Do you have the preamp's that are supposed to go with the PR-2100's. Those are custom modified. The original PR-2100 did not have knobs on the front, the PR-2100 type II had the frequency adjustment knobs on the front. They also did not have RCA inputs, it was a single 5 pin DIN. The PR-2100 was basically two PR-250 housed together in one chassis designed to be bi-amped. Way ahead of their time, there were only maybe two cassette decks that were preamps only when the 2100 came out. The Alpine 7307 and the Pioneer KEX-20 or KEX-9500. I had to take my Jensen R410 Cassette deck (one of the best at the time) to a tech to have the supplied 5 pin din soldered to the preamp section.
The matching Pioneer components the CD-5/CD-7 preamp equalizer and GM-120 were nice but the Fosgate easily trumped them.
I paid $472 for the PR-2100 back in like '79 - '80 and was the envy of many people back then. I had Jensen Triax II's 6x9's that were bi-ampable they were capable of handling the power in the doors of my truck and the 4" ones in the rear pillars.

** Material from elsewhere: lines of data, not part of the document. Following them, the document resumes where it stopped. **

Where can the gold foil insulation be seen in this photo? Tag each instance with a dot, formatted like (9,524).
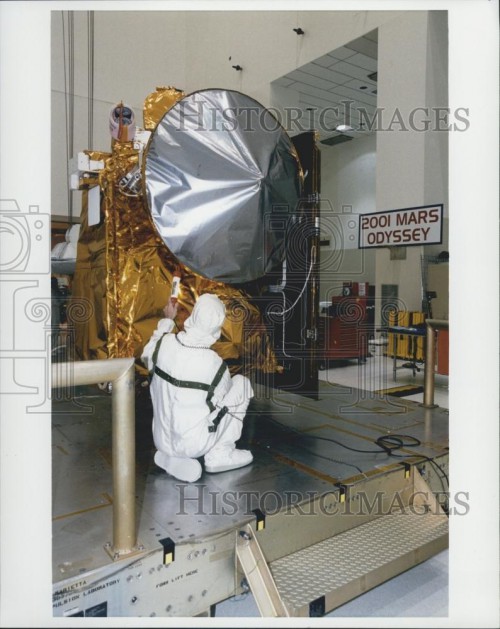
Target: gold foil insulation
(157,103)
(123,279)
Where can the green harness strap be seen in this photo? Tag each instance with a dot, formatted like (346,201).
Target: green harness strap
(188,384)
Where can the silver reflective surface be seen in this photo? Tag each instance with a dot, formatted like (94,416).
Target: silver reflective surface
(221,178)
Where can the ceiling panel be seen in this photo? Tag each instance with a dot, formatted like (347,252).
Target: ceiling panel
(322,87)
(364,46)
(329,74)
(363,62)
(341,53)
(309,79)
(351,70)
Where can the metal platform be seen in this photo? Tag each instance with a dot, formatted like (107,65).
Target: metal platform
(304,489)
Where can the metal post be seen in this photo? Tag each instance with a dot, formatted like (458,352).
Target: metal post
(430,358)
(121,373)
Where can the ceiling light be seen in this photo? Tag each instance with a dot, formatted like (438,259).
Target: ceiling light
(336,139)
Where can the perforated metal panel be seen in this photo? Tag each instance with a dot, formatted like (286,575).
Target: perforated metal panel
(374,549)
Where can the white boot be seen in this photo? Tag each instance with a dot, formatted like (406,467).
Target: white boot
(224,459)
(188,470)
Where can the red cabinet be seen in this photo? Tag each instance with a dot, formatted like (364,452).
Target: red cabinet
(343,333)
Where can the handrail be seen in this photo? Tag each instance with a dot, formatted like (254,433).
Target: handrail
(121,373)
(430,358)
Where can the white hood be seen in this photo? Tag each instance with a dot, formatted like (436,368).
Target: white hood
(203,326)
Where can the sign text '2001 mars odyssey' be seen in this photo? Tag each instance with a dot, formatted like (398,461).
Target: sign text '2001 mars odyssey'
(409,226)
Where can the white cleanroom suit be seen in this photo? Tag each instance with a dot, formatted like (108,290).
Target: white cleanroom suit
(198,408)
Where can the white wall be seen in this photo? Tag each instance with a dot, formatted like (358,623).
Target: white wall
(347,190)
(137,51)
(412,168)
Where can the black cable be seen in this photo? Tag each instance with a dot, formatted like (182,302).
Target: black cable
(387,444)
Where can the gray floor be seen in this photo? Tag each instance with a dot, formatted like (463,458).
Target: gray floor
(419,592)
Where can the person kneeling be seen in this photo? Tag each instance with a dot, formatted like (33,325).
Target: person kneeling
(198,408)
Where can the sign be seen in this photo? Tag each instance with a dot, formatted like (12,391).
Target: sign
(402,228)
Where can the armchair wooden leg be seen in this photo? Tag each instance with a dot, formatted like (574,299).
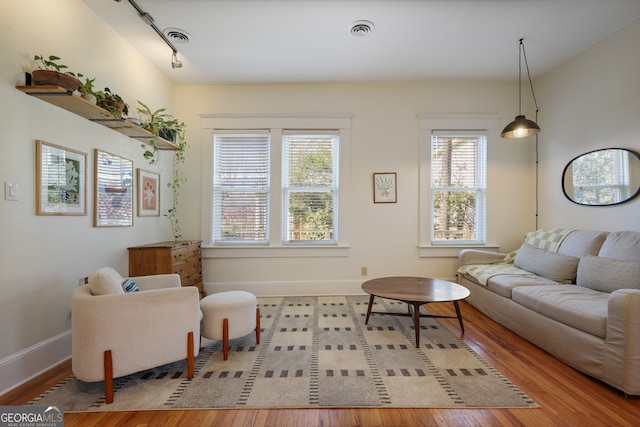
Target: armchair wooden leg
(108,376)
(258,325)
(225,338)
(190,356)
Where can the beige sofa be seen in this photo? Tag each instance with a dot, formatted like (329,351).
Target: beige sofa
(575,294)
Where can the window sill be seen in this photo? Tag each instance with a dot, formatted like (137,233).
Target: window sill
(451,251)
(295,251)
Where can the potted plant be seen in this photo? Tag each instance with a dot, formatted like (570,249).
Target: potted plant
(86,90)
(113,103)
(161,125)
(49,73)
(164,125)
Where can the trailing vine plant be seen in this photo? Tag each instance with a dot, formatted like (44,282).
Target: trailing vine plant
(164,125)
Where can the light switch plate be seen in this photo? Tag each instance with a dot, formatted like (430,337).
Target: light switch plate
(10,191)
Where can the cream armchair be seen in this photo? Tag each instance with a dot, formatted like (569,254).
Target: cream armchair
(117,333)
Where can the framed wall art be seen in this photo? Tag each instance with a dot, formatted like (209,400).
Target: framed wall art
(148,193)
(61,180)
(384,187)
(113,204)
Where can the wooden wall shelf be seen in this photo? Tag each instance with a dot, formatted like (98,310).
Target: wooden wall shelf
(74,103)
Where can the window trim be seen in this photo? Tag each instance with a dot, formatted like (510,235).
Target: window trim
(450,122)
(276,124)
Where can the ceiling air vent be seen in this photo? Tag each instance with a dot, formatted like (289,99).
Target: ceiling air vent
(361,28)
(177,35)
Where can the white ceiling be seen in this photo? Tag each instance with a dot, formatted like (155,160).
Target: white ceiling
(308,41)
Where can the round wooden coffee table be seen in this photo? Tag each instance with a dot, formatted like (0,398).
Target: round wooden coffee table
(415,291)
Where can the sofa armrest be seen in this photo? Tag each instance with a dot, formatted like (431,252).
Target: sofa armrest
(142,329)
(157,281)
(622,350)
(478,256)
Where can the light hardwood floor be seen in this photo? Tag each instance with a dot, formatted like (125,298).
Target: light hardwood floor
(566,397)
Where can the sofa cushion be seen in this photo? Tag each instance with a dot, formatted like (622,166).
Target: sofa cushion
(579,243)
(575,306)
(607,275)
(624,245)
(503,284)
(557,267)
(105,281)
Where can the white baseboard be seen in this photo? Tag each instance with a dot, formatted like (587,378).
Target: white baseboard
(20,367)
(292,288)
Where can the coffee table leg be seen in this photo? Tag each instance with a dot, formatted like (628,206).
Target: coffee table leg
(455,303)
(369,309)
(416,323)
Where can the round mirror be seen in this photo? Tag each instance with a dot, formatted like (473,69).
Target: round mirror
(604,177)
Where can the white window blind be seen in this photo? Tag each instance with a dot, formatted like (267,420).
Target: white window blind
(458,187)
(310,186)
(241,188)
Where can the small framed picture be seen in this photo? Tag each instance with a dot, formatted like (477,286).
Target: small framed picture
(148,193)
(113,190)
(384,187)
(61,176)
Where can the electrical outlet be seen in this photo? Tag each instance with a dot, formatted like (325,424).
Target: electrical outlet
(10,191)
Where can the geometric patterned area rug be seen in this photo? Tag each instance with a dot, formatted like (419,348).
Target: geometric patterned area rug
(315,352)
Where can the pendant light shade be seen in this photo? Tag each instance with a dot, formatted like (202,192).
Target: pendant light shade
(522,127)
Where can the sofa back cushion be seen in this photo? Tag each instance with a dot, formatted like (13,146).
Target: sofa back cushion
(105,281)
(554,266)
(607,274)
(624,245)
(579,243)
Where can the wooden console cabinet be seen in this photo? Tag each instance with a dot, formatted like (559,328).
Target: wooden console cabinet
(181,257)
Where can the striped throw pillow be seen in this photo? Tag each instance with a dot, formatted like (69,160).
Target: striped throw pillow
(128,285)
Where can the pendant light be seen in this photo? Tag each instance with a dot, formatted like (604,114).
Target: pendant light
(522,127)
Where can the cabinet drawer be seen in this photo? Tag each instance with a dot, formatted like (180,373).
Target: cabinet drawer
(183,253)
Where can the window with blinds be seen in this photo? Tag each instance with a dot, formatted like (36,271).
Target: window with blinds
(458,187)
(241,178)
(310,186)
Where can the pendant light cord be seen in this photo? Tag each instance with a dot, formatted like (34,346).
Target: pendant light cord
(522,53)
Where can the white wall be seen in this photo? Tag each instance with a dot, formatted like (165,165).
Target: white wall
(42,257)
(384,138)
(590,102)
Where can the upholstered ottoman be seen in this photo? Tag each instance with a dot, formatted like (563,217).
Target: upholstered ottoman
(229,315)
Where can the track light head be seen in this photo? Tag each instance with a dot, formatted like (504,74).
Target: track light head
(175,63)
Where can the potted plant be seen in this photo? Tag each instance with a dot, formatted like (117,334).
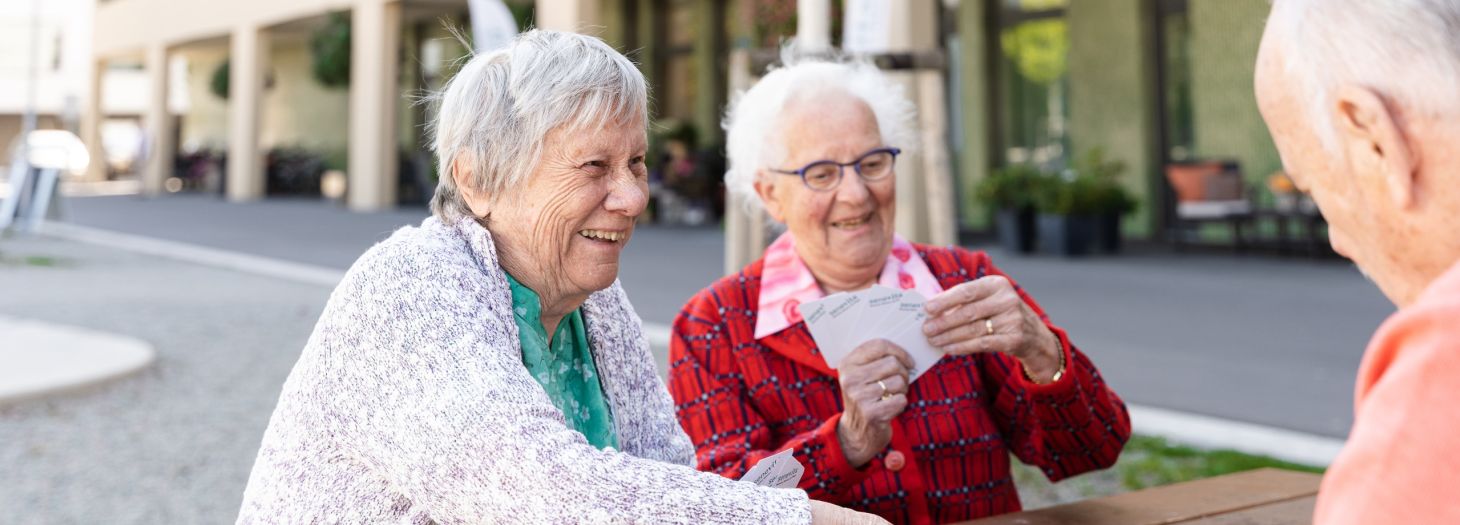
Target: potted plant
(1009,191)
(1066,215)
(1108,199)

The first time I heard a PR-2100 was in a '79 T/A 6.6 ***** Am the guy had a portable Nakamichi 250 cassette deck mounted on the armrest the preamp was mounted in the stock deck location (I loved the long tri-color LED power display) he had the Cerwin Vega CS-15 HED's in the rear deck and in place of the rear seat cushion's he had a pair of Klipsch Heresy's. It was unreal!

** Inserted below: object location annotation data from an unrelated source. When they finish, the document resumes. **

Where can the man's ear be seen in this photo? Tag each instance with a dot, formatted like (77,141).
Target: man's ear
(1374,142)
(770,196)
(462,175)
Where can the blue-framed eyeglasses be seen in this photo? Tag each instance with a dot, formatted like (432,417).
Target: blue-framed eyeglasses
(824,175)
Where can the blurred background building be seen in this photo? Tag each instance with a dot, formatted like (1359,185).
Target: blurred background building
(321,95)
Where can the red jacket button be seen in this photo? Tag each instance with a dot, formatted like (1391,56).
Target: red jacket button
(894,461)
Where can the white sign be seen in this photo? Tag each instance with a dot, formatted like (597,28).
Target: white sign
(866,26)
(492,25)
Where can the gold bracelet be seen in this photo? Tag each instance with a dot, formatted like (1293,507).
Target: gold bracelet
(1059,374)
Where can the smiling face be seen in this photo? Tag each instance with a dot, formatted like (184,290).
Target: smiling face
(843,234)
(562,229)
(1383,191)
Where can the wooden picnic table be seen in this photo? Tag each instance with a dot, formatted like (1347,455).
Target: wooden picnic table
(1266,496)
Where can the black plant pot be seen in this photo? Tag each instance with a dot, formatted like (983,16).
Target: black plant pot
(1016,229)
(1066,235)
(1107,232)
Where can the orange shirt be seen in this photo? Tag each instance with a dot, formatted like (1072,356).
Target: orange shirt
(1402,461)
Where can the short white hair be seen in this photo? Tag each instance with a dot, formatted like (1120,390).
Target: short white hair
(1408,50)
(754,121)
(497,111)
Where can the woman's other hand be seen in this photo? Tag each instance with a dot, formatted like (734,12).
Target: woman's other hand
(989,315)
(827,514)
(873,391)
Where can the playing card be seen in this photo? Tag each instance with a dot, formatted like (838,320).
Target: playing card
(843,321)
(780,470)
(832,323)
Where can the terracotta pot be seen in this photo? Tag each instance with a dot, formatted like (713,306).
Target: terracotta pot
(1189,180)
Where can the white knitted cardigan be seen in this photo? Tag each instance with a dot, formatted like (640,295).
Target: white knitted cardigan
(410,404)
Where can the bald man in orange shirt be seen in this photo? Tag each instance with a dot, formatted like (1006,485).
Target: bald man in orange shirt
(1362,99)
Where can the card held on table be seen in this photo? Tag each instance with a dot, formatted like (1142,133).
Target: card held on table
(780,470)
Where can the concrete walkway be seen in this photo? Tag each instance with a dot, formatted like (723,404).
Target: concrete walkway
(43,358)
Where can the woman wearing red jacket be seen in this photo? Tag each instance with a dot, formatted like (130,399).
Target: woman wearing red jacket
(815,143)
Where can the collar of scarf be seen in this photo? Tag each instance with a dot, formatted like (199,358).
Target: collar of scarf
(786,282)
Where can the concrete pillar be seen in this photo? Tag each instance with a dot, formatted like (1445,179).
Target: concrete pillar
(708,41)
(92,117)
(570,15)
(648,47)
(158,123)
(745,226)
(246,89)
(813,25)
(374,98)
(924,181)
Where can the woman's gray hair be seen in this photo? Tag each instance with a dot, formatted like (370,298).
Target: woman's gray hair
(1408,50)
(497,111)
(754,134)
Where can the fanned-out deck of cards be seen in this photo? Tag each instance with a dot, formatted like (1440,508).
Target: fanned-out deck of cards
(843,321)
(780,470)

The only system at the time that would compete was the Alpine setup with the 7307 cassette, 3011 mini-EQ with the 3001 time delay and a pair of the 3002 50W + 50W power amps.
Nice collection of classics you have there. Another worthy mention from the same era was the Craig V503 which was a 36W x 36W (72W) amp and a cool backlit parametric equalizer with 4 adjustable knobs. Very nice sounding.